Have you ever wondered why some logos are poor quality and look blurry or pixelated when enlarged? It’s because they’re not vector images.
Here are some reasons why you should use formatted vector artwork for your logo.
Vector Versus Raster
First, what is a vector image? Vector based artwork is algorithmic and uses mathematics to plot the paths making up a design rather than pixel bitmaps. This means vector images are infinitely scalable and resolution-independent. That means that no matter how big you stretch the image—such as putting it on a poster or large sign—it’s just as sharp as it is at one or two inches across on your website or stationery. This infinite scalability makes vector logos extremely versatile.
Compare this to raster images. “Raster” images are made up of pixels or tiny dots. Raster is resolution-dependent and will look blurry or pixelated at larger sizes.
Vector files end in names like .ai, .svg, and .eps. Raster files have extensions such as .pngs and .jpegs.

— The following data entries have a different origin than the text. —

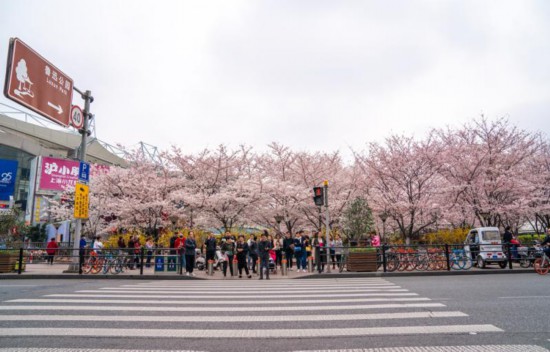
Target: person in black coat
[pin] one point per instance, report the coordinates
(210, 246)
(264, 246)
(288, 249)
(242, 251)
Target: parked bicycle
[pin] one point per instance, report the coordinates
(542, 264)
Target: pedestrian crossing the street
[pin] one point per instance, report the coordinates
(244, 309)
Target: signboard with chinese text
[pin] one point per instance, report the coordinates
(81, 201)
(37, 84)
(57, 174)
(8, 172)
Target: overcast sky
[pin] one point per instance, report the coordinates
(313, 75)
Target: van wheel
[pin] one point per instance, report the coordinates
(480, 262)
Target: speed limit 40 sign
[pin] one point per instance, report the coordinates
(77, 117)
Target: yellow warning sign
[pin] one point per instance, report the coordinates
(81, 201)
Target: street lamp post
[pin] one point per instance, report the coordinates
(278, 219)
(384, 216)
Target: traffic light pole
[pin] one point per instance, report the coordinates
(327, 227)
(88, 99)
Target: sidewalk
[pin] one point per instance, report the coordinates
(56, 271)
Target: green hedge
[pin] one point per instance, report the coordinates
(362, 250)
(529, 239)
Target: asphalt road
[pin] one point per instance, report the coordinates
(493, 312)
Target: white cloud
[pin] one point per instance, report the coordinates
(316, 75)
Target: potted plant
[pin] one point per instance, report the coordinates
(363, 259)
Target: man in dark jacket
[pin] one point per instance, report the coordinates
(546, 242)
(210, 246)
(264, 246)
(288, 248)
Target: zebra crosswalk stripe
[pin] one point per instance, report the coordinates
(366, 303)
(240, 318)
(251, 333)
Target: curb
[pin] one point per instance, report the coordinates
(415, 274)
(305, 277)
(94, 277)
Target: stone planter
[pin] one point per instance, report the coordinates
(362, 262)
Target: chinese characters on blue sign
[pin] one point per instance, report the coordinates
(8, 172)
(84, 172)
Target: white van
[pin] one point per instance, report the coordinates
(484, 246)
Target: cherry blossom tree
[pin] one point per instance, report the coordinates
(488, 165)
(405, 183)
(219, 185)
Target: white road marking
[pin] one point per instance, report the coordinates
(520, 297)
(25, 349)
(228, 301)
(468, 348)
(247, 318)
(226, 309)
(249, 333)
(262, 297)
(217, 290)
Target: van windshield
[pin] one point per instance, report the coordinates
(491, 236)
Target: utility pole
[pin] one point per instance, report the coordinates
(88, 99)
(327, 227)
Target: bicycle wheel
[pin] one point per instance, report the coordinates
(456, 262)
(97, 266)
(524, 261)
(116, 266)
(87, 266)
(541, 266)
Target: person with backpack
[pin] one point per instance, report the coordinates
(288, 249)
(299, 252)
(264, 246)
(210, 247)
(179, 246)
(51, 250)
(173, 243)
(242, 251)
(190, 246)
(253, 252)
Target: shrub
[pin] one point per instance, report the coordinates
(445, 236)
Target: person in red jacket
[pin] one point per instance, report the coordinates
(51, 250)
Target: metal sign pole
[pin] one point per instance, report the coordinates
(327, 227)
(87, 96)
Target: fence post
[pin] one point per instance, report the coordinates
(447, 257)
(80, 261)
(141, 260)
(384, 263)
(20, 260)
(509, 254)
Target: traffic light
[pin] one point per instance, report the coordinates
(318, 196)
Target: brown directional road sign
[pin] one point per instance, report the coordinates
(37, 84)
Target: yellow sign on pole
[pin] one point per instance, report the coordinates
(81, 201)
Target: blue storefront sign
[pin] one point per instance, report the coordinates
(159, 263)
(8, 172)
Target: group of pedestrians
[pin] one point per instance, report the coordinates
(301, 247)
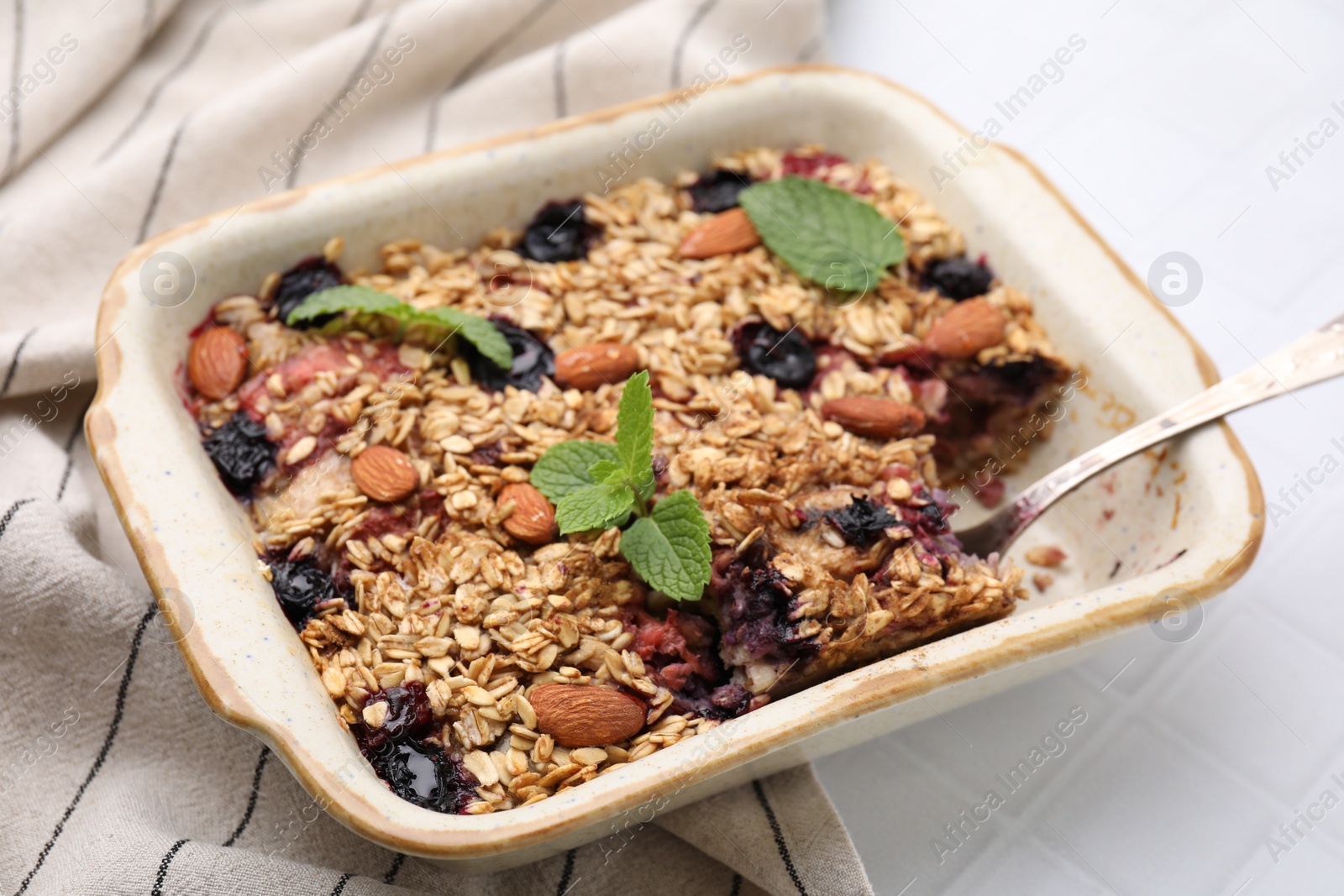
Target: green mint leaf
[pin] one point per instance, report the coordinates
(669, 548)
(826, 235)
(564, 468)
(635, 432)
(477, 331)
(349, 298)
(593, 506)
(608, 472)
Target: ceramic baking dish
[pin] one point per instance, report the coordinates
(1189, 520)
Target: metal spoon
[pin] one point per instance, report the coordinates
(1310, 359)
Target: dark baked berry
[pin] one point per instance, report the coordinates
(785, 358)
(409, 715)
(862, 521)
(302, 281)
(533, 359)
(300, 586)
(718, 190)
(958, 278)
(420, 773)
(417, 770)
(559, 233)
(241, 453)
(756, 606)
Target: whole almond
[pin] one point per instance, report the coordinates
(729, 231)
(586, 715)
(217, 362)
(877, 418)
(589, 367)
(1046, 555)
(383, 473)
(533, 519)
(965, 329)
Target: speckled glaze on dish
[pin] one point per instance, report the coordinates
(1200, 503)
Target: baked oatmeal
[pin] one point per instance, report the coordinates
(793, 426)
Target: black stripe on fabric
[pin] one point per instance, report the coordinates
(779, 839)
(8, 515)
(562, 101)
(65, 477)
(252, 799)
(152, 97)
(566, 875)
(696, 18)
(102, 754)
(13, 363)
(351, 81)
(159, 181)
(810, 49)
(13, 85)
(477, 60)
(163, 868)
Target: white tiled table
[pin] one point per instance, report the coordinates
(1160, 132)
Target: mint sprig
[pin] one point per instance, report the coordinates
(597, 485)
(824, 234)
(477, 331)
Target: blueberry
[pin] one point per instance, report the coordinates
(559, 233)
(302, 281)
(409, 714)
(241, 453)
(862, 521)
(300, 586)
(718, 190)
(533, 359)
(421, 773)
(958, 278)
(785, 358)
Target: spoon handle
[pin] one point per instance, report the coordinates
(1310, 359)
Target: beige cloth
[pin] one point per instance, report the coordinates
(124, 117)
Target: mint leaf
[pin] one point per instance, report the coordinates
(635, 432)
(824, 234)
(669, 548)
(564, 468)
(477, 331)
(608, 472)
(593, 506)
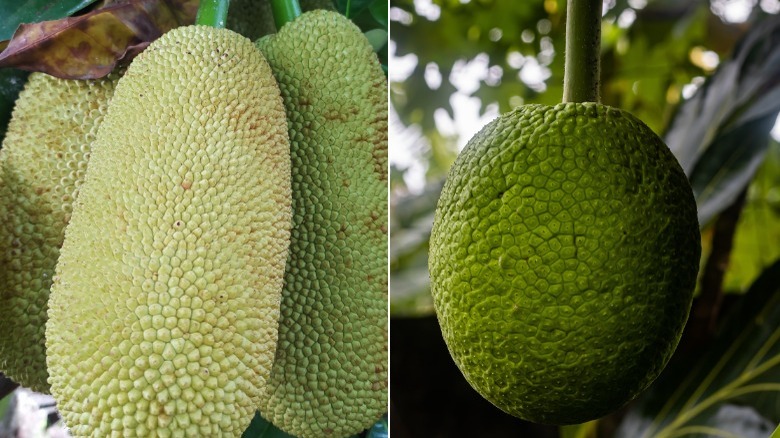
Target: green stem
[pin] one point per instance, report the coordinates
(285, 11)
(212, 13)
(583, 42)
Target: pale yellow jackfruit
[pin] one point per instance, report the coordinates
(330, 374)
(42, 164)
(254, 18)
(163, 312)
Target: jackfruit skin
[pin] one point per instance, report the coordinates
(330, 374)
(42, 164)
(254, 18)
(163, 314)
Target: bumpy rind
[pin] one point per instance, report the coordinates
(563, 260)
(254, 18)
(42, 164)
(163, 314)
(330, 374)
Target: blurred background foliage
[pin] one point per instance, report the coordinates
(705, 75)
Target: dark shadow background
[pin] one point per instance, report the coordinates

Vector Logos Are Better Quality
Vector has a high-quality resolution no matter the size. This is perfect for when you display your logo in large formats, like on a billboard or other large scale print design applications. The high-quality resolution will make sure it looks sharp, legible, and recognizable to your audience.
Vector Logos Are Editable
Another reason you must have a vector logo and not just a raster logo is because vectors are more editable. Since logos are typically made in vector based software, like Adobe illustrator, it’s easy to come back to them later to make changes or export the logo again with different settings. This means even after your logo is complete, you can still go back in and change things. Editing is incredibly convenient if you aren’t doing a total rebrand but want to tweak some things. For example, maybe you want to use alternate branding colors or go black and white. Perhaps you want to update your tagline. Changes are simple to make and sharp. You’ll have to use raster versions of your logo for some contexts, but as long as you have a vector copy, like an .ai file, you can export a .jpg or .png for any size or context you need.
If the only copy you have of your logo is a raster image such as a jpg, it isn’t going to be editable in the same way. You can’t edit your text, switch the colors, or even remove elements. Instead, you have to recreate the wheel every time… and the result is always blurrier and less valuable. So make sure you always have a copy of your logo in a vector format.

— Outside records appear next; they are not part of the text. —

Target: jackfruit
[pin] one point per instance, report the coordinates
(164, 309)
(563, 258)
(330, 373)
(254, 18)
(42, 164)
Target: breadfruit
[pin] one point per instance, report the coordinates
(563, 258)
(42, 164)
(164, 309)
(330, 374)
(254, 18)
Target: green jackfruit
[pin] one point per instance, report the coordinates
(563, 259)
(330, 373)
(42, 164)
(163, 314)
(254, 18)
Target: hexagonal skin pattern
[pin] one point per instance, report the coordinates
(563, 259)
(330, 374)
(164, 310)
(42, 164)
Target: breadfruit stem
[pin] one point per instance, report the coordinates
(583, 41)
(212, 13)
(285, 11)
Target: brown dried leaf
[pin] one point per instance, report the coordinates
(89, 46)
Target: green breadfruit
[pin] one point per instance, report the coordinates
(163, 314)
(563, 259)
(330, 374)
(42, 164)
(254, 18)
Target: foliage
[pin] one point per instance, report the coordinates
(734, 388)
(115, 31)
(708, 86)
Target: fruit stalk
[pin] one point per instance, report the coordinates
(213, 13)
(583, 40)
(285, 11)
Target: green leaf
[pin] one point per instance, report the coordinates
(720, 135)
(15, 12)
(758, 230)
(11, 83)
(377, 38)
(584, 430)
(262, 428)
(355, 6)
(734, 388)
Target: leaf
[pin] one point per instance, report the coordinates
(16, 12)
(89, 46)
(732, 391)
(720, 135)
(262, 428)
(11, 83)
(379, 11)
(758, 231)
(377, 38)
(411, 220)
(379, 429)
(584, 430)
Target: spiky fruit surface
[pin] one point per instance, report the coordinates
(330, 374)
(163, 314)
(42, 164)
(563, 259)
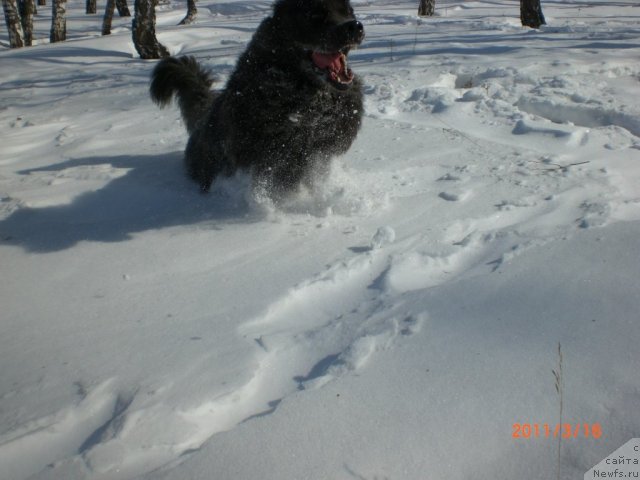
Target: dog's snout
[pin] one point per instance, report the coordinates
(356, 30)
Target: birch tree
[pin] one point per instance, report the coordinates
(144, 31)
(58, 21)
(14, 24)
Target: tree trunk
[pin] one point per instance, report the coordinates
(58, 21)
(14, 25)
(427, 8)
(27, 9)
(531, 13)
(192, 11)
(108, 17)
(123, 9)
(144, 31)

Vector Logos Have Smaller File Sizes
This is surprising to most people who are not in the design business: vector files generally take up far less space than raster files. It’s counterintuitive but true! And this is a big deal when creating a logo because, for many contexts, you don’t want an unnecessarily large file.
While raster images are important with graphic services like photography and are common with web uses, vector logos are preferable for most situations.
Remember: vector logos are better quality, editable, versatile, and have smaller file sizes.